Letzte Nacht hatte ich einen Traum. Was an sich nicht unbedingt mitteilungswert ist, denn auch in anderen Nächten träume ich. Aber ich träume fast nie von Kunst, und schon gar nicht von BLITZKUNST. So aber geschah es letzte Nacht: In meinem Traum sah ich ein Foto, es zeigte eine aufgeschlagene Zeitschrift und war scharf genug, dass ich den Beitrag erkennen konnte.

Es handelte sich um ein Interview mit einem Künstler. Mit keinem bestimmten Künstler, eher mit einem unbestimmten Typus: noch relativ jung, aber schon relativ bekannt, allerdings noch nicht etabliert, von Sammlern wie Kuratoren und Kritikern gleichermaßen geschätzt, aber nur von den guten. Außerdem auf unaufgeregte Art gutaussehend, eloquent und ziemlich witzig.

Der Traum hatte aber nichts Sexuelles. Trotzdem war er äußerst befriedigend.

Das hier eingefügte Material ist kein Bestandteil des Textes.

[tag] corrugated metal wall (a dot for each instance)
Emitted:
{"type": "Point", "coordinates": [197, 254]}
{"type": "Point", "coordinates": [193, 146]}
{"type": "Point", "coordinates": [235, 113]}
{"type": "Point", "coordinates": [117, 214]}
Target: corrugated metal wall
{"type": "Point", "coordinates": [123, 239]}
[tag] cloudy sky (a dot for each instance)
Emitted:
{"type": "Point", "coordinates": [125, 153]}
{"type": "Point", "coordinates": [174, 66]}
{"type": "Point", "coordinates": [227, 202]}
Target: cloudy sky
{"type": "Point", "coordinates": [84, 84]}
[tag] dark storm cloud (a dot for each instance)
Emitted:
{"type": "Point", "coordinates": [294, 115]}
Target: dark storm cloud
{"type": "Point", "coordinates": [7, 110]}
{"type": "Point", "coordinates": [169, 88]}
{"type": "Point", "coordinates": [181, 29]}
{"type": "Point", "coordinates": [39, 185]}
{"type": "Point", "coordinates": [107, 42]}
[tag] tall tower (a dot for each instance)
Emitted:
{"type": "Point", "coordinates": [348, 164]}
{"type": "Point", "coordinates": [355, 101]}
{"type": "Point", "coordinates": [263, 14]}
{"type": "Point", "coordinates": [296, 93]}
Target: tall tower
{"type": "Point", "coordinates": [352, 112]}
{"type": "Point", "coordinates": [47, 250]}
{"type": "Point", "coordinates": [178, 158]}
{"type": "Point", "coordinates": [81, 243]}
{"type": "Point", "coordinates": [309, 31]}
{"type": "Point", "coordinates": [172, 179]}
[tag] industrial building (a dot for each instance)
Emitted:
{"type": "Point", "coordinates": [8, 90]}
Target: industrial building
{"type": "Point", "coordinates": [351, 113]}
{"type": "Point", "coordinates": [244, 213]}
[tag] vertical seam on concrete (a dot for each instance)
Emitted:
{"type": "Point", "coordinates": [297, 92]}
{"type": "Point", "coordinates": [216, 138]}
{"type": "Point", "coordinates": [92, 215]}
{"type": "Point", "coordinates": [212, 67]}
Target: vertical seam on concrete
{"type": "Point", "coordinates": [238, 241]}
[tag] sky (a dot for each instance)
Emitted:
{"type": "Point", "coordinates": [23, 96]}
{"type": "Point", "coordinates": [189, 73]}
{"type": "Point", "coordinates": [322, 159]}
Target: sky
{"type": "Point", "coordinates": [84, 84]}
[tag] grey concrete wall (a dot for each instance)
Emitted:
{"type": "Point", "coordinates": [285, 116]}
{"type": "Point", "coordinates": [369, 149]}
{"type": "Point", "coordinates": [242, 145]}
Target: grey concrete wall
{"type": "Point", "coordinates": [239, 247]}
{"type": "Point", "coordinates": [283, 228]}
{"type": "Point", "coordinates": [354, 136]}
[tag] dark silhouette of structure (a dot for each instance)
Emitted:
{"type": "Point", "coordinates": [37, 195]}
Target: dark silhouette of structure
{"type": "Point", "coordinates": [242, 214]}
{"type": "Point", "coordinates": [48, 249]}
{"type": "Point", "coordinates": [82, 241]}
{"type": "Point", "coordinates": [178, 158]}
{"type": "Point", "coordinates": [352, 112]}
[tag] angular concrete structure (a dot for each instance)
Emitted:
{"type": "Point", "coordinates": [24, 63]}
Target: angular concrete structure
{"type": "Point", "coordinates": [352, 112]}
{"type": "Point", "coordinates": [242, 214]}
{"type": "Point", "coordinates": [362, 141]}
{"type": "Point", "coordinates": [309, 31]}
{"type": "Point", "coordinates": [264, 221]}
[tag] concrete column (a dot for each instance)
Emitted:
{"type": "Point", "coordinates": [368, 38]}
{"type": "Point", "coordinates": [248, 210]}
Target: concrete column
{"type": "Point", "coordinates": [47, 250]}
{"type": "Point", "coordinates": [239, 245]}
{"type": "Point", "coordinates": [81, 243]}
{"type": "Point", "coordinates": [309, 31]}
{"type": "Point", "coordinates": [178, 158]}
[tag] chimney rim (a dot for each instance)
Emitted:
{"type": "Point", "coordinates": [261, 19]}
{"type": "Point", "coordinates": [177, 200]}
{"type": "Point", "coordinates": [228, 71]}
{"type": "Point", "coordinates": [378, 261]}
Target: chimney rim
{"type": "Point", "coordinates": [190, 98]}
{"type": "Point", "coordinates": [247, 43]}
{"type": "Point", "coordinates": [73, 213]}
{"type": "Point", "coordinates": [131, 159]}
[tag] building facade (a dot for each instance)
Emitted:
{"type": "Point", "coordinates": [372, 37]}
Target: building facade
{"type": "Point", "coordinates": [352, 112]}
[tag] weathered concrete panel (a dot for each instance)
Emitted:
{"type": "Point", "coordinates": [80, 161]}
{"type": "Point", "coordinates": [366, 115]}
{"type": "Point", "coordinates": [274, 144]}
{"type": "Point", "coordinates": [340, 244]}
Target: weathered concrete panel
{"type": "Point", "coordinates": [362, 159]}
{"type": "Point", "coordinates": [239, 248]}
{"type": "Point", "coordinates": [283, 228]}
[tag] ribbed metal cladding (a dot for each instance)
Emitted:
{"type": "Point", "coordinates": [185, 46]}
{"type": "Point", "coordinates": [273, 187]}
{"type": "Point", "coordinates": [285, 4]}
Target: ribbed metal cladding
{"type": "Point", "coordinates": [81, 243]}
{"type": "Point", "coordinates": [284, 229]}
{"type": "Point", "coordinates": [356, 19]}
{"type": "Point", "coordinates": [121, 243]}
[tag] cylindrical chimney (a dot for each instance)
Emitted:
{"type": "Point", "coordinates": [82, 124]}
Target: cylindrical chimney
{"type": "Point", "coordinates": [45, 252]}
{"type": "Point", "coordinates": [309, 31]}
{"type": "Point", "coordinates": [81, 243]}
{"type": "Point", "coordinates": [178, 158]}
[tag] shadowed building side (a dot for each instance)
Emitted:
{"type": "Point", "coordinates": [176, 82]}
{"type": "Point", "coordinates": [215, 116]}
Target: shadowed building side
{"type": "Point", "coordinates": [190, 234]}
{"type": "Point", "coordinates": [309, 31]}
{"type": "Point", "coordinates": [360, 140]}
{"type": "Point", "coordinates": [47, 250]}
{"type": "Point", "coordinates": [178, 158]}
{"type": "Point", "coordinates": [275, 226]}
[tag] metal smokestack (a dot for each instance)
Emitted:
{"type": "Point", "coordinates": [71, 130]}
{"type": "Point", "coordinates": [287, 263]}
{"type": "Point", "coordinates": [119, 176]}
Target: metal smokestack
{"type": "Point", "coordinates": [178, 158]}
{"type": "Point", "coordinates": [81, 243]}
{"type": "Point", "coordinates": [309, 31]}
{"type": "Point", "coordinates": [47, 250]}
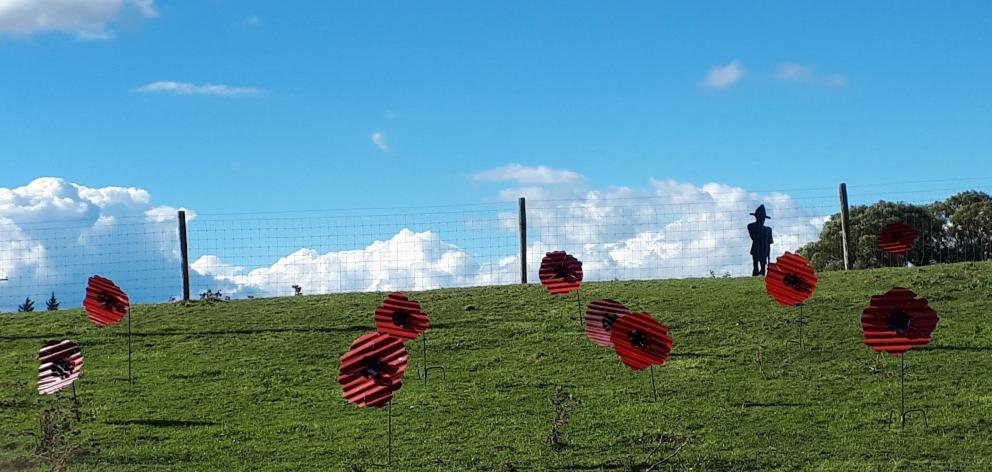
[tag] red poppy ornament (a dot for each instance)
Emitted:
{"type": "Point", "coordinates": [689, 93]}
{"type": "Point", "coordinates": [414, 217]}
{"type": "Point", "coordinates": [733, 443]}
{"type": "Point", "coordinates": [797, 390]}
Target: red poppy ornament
{"type": "Point", "coordinates": [790, 280]}
{"type": "Point", "coordinates": [105, 302]}
{"type": "Point", "coordinates": [898, 321]}
{"type": "Point", "coordinates": [400, 317]}
{"type": "Point", "coordinates": [373, 369]}
{"type": "Point", "coordinates": [641, 341]}
{"type": "Point", "coordinates": [61, 362]}
{"type": "Point", "coordinates": [600, 318]}
{"type": "Point", "coordinates": [897, 238]}
{"type": "Point", "coordinates": [560, 272]}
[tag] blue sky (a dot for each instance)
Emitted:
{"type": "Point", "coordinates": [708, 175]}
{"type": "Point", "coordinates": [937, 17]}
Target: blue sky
{"type": "Point", "coordinates": [140, 107]}
{"type": "Point", "coordinates": [880, 92]}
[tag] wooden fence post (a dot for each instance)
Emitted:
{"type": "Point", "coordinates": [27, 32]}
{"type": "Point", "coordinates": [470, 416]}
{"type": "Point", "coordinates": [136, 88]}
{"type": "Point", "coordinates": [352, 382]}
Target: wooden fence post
{"type": "Point", "coordinates": [184, 250]}
{"type": "Point", "coordinates": [522, 219]}
{"type": "Point", "coordinates": [845, 226]}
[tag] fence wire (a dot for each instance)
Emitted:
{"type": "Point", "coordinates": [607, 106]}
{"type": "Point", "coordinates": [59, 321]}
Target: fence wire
{"type": "Point", "coordinates": [684, 231]}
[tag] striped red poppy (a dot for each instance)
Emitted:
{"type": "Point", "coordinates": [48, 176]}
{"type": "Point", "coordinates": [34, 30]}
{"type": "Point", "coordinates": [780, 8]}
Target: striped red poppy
{"type": "Point", "coordinates": [897, 238]}
{"type": "Point", "coordinates": [373, 369]}
{"type": "Point", "coordinates": [898, 321]}
{"type": "Point", "coordinates": [600, 317]}
{"type": "Point", "coordinates": [790, 280]}
{"type": "Point", "coordinates": [641, 341]}
{"type": "Point", "coordinates": [61, 362]}
{"type": "Point", "coordinates": [560, 272]}
{"type": "Point", "coordinates": [105, 302]}
{"type": "Point", "coordinates": [400, 317]}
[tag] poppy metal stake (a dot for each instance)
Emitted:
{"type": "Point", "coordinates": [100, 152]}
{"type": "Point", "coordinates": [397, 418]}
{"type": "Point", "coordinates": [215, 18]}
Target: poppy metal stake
{"type": "Point", "coordinates": [654, 388]}
{"type": "Point", "coordinates": [902, 398]}
{"type": "Point", "coordinates": [578, 306]}
{"type": "Point", "coordinates": [802, 321]}
{"type": "Point", "coordinates": [427, 368]}
{"type": "Point", "coordinates": [130, 379]}
{"type": "Point", "coordinates": [75, 401]}
{"type": "Point", "coordinates": [389, 433]}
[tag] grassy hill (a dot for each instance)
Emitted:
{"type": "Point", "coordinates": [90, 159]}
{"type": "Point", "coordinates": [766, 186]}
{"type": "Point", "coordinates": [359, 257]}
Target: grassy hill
{"type": "Point", "coordinates": [251, 385]}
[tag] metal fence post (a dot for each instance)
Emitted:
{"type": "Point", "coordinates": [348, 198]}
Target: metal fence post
{"type": "Point", "coordinates": [522, 219]}
{"type": "Point", "coordinates": [184, 250]}
{"type": "Point", "coordinates": [845, 226]}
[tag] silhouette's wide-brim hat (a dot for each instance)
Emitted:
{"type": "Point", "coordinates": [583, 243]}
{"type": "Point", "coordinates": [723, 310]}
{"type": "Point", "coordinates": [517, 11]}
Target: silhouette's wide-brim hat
{"type": "Point", "coordinates": [760, 212]}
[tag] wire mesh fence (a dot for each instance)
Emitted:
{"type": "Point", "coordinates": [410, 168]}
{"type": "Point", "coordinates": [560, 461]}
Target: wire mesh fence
{"type": "Point", "coordinates": [681, 231]}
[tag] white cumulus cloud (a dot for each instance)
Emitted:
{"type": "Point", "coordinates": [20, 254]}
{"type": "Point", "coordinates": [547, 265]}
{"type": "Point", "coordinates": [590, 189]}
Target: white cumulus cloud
{"type": "Point", "coordinates": [55, 234]}
{"type": "Point", "coordinates": [379, 140]}
{"type": "Point", "coordinates": [802, 74]}
{"type": "Point", "coordinates": [85, 19]}
{"type": "Point", "coordinates": [186, 88]}
{"type": "Point", "coordinates": [721, 77]}
{"type": "Point", "coordinates": [526, 175]}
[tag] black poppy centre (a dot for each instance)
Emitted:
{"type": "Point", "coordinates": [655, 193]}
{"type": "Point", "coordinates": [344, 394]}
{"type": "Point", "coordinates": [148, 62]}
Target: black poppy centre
{"type": "Point", "coordinates": [109, 302]}
{"type": "Point", "coordinates": [62, 368]}
{"type": "Point", "coordinates": [562, 272]}
{"type": "Point", "coordinates": [795, 282]}
{"type": "Point", "coordinates": [402, 319]}
{"type": "Point", "coordinates": [638, 339]}
{"type": "Point", "coordinates": [898, 321]}
{"type": "Point", "coordinates": [608, 320]}
{"type": "Point", "coordinates": [371, 367]}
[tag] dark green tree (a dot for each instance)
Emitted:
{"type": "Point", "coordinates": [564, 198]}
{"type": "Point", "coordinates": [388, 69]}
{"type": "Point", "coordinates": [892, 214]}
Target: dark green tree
{"type": "Point", "coordinates": [53, 303]}
{"type": "Point", "coordinates": [969, 229]}
{"type": "Point", "coordinates": [866, 222]}
{"type": "Point", "coordinates": [28, 305]}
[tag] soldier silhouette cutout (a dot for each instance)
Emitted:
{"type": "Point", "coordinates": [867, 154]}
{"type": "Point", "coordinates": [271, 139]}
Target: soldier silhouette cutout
{"type": "Point", "coordinates": [761, 241]}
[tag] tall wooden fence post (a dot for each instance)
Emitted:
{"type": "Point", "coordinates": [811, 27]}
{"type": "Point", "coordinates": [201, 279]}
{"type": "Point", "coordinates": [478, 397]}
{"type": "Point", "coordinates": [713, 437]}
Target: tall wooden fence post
{"type": "Point", "coordinates": [184, 250]}
{"type": "Point", "coordinates": [522, 218]}
{"type": "Point", "coordinates": [845, 226]}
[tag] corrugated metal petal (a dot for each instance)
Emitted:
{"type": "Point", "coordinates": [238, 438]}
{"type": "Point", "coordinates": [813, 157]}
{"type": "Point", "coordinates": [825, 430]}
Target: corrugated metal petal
{"type": "Point", "coordinates": [560, 272]}
{"type": "Point", "coordinates": [898, 321]}
{"type": "Point", "coordinates": [61, 362]}
{"type": "Point", "coordinates": [897, 238]}
{"type": "Point", "coordinates": [790, 280]}
{"type": "Point", "coordinates": [641, 341]}
{"type": "Point", "coordinates": [373, 369]}
{"type": "Point", "coordinates": [105, 302]}
{"type": "Point", "coordinates": [600, 317]}
{"type": "Point", "coordinates": [400, 317]}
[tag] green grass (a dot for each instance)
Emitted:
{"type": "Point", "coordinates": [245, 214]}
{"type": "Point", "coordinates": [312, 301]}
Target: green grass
{"type": "Point", "coordinates": [251, 385]}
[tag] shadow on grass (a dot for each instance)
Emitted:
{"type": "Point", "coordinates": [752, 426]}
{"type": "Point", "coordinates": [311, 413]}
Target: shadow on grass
{"type": "Point", "coordinates": [238, 332]}
{"type": "Point", "coordinates": [163, 423]}
{"type": "Point", "coordinates": [774, 405]}
{"type": "Point", "coordinates": [958, 348]}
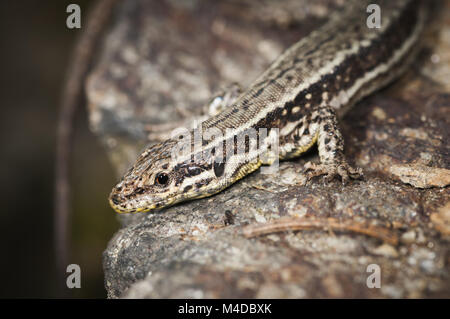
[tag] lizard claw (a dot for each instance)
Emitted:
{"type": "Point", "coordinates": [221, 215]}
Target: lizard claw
{"type": "Point", "coordinates": [344, 170]}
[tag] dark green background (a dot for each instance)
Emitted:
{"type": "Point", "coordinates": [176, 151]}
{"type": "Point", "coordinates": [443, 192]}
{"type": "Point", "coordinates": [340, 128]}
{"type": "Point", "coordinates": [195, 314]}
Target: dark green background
{"type": "Point", "coordinates": [34, 56]}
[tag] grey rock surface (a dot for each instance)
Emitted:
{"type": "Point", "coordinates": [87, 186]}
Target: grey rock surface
{"type": "Point", "coordinates": [162, 61]}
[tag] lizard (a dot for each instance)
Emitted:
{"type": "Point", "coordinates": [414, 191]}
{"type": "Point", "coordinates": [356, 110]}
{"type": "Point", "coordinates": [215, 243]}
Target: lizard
{"type": "Point", "coordinates": [298, 100]}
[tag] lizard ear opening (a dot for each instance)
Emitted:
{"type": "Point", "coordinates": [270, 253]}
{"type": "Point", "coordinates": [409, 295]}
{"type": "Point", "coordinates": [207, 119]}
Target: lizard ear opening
{"type": "Point", "coordinates": [162, 179]}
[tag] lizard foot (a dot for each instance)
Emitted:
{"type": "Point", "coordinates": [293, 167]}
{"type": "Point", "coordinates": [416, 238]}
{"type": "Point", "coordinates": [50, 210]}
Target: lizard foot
{"type": "Point", "coordinates": [344, 170]}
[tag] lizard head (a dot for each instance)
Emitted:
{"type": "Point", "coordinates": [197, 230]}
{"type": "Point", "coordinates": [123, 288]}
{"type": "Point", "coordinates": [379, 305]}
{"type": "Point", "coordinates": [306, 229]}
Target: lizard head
{"type": "Point", "coordinates": [157, 180]}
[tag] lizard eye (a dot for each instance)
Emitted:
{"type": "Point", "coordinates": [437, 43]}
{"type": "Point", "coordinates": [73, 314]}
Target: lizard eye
{"type": "Point", "coordinates": [161, 179]}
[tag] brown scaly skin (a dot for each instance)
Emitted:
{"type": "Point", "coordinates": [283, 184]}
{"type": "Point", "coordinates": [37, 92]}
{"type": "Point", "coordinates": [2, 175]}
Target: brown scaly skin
{"type": "Point", "coordinates": [297, 100]}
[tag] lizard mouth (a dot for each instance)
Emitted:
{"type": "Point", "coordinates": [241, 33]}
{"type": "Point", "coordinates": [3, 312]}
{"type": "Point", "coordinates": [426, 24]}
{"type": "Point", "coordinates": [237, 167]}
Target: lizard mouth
{"type": "Point", "coordinates": [123, 204]}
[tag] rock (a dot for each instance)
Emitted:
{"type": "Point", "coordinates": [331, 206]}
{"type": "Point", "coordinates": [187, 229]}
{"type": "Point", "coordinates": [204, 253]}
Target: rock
{"type": "Point", "coordinates": [160, 63]}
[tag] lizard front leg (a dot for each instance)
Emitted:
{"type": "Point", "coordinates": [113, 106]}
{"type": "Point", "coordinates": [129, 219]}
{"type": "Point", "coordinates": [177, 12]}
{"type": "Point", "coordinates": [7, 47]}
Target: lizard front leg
{"type": "Point", "coordinates": [331, 149]}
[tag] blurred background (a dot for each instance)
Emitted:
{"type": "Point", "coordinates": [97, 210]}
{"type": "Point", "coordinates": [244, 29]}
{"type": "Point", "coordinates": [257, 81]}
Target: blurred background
{"type": "Point", "coordinates": [35, 51]}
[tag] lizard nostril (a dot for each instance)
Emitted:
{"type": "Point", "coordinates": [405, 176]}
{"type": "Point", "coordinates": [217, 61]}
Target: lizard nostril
{"type": "Point", "coordinates": [115, 199]}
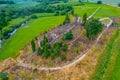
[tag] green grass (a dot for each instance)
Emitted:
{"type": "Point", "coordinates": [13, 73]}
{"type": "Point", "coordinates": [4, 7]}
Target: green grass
{"type": "Point", "coordinates": [69, 3]}
{"type": "Point", "coordinates": [108, 11]}
{"type": "Point", "coordinates": [105, 57]}
{"type": "Point", "coordinates": [18, 20]}
{"type": "Point", "coordinates": [25, 34]}
{"type": "Point", "coordinates": [88, 8]}
{"type": "Point", "coordinates": [105, 10]}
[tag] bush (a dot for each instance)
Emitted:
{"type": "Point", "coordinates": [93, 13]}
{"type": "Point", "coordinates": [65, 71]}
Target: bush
{"type": "Point", "coordinates": [52, 55]}
{"type": "Point", "coordinates": [35, 70]}
{"type": "Point", "coordinates": [69, 35]}
{"type": "Point", "coordinates": [99, 2]}
{"type": "Point", "coordinates": [3, 76]}
{"type": "Point", "coordinates": [57, 51]}
{"type": "Point", "coordinates": [93, 28]}
{"type": "Point", "coordinates": [39, 51]}
{"type": "Point", "coordinates": [63, 57]}
{"type": "Point", "coordinates": [33, 45]}
{"type": "Point", "coordinates": [33, 17]}
{"type": "Point", "coordinates": [65, 47]}
{"type": "Point", "coordinates": [119, 4]}
{"type": "Point", "coordinates": [58, 44]}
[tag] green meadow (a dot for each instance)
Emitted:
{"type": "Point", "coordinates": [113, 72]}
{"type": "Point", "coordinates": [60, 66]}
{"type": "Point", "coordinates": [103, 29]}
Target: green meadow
{"type": "Point", "coordinates": [25, 34]}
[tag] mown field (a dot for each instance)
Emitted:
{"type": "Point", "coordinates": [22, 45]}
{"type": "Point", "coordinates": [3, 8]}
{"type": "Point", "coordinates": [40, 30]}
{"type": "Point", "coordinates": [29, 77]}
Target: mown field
{"type": "Point", "coordinates": [108, 67]}
{"type": "Point", "coordinates": [25, 34]}
{"type": "Point", "coordinates": [20, 19]}
{"type": "Point", "coordinates": [108, 11]}
{"type": "Point", "coordinates": [105, 10]}
{"type": "Point", "coordinates": [88, 8]}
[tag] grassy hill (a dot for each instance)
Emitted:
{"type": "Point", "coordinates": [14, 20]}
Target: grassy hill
{"type": "Point", "coordinates": [25, 34]}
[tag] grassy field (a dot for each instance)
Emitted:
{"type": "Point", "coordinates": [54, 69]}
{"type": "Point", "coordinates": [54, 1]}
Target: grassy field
{"type": "Point", "coordinates": [25, 34]}
{"type": "Point", "coordinates": [105, 10]}
{"type": "Point", "coordinates": [88, 8]}
{"type": "Point", "coordinates": [19, 20]}
{"type": "Point", "coordinates": [108, 11]}
{"type": "Point", "coordinates": [103, 68]}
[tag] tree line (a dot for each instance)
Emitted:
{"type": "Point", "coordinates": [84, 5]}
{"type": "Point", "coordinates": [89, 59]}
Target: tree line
{"type": "Point", "coordinates": [7, 14]}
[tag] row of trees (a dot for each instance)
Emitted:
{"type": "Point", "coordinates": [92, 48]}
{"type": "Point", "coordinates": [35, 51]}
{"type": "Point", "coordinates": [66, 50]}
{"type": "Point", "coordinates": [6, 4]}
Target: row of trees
{"type": "Point", "coordinates": [6, 2]}
{"type": "Point", "coordinates": [8, 14]}
{"type": "Point", "coordinates": [93, 27]}
{"type": "Point", "coordinates": [48, 50]}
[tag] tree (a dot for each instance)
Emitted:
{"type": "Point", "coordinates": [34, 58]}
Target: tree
{"type": "Point", "coordinates": [99, 2]}
{"type": "Point", "coordinates": [33, 45]}
{"type": "Point", "coordinates": [63, 57]}
{"type": "Point", "coordinates": [3, 76]}
{"type": "Point", "coordinates": [67, 19]}
{"type": "Point", "coordinates": [39, 51]}
{"type": "Point", "coordinates": [93, 28]}
{"type": "Point", "coordinates": [69, 35]}
{"type": "Point", "coordinates": [3, 21]}
{"type": "Point", "coordinates": [84, 19]}
{"type": "Point", "coordinates": [65, 47]}
{"type": "Point", "coordinates": [119, 4]}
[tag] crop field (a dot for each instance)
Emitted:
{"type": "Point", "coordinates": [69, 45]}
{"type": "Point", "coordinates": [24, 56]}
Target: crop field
{"type": "Point", "coordinates": [25, 34]}
{"type": "Point", "coordinates": [105, 10]}
{"type": "Point", "coordinates": [20, 19]}
{"type": "Point", "coordinates": [108, 63]}
{"type": "Point", "coordinates": [88, 8]}
{"type": "Point", "coordinates": [108, 11]}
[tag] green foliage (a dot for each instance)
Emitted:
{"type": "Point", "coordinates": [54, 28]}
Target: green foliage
{"type": "Point", "coordinates": [39, 51]}
{"type": "Point", "coordinates": [44, 41]}
{"type": "Point", "coordinates": [3, 76]}
{"type": "Point", "coordinates": [63, 57]}
{"type": "Point", "coordinates": [27, 34]}
{"type": "Point", "coordinates": [69, 35]}
{"type": "Point", "coordinates": [33, 45]}
{"type": "Point", "coordinates": [33, 17]}
{"type": "Point", "coordinates": [105, 57]}
{"type": "Point", "coordinates": [119, 4]}
{"type": "Point", "coordinates": [65, 47]}
{"type": "Point", "coordinates": [3, 21]}
{"type": "Point", "coordinates": [84, 19]}
{"type": "Point", "coordinates": [35, 70]}
{"type": "Point", "coordinates": [58, 44]}
{"type": "Point", "coordinates": [67, 19]}
{"type": "Point", "coordinates": [93, 28]}
{"type": "Point", "coordinates": [99, 2]}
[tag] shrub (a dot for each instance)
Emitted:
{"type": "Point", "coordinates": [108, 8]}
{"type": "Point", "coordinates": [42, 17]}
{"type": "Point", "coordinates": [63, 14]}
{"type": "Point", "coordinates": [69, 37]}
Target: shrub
{"type": "Point", "coordinates": [35, 70]}
{"type": "Point", "coordinates": [39, 51]}
{"type": "Point", "coordinates": [3, 76]}
{"type": "Point", "coordinates": [63, 57]}
{"type": "Point", "coordinates": [99, 2]}
{"type": "Point", "coordinates": [52, 55]}
{"type": "Point", "coordinates": [33, 17]}
{"type": "Point", "coordinates": [58, 44]}
{"type": "Point", "coordinates": [33, 45]}
{"type": "Point", "coordinates": [119, 4]}
{"type": "Point", "coordinates": [93, 28]}
{"type": "Point", "coordinates": [65, 47]}
{"type": "Point", "coordinates": [69, 35]}
{"type": "Point", "coordinates": [57, 51]}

Denn auf die Frage, was er von der deutschsprachigen Kunstberichterstattung halte, antwortete der Künstler: „Nicht viel. Das meiste ist gleichgeschaltetes, eierloses Zeug. Eine seltene Ausnahme ist BLITZKUNST.“

Ist das nicht cool? Was für ein toller Traum. Ich möchte, dass er Realität wird. Zur Zeit komme ich einfach nicht dazu. Aber hoffentlich bald. Man darf nicht aufhören, zu träumen.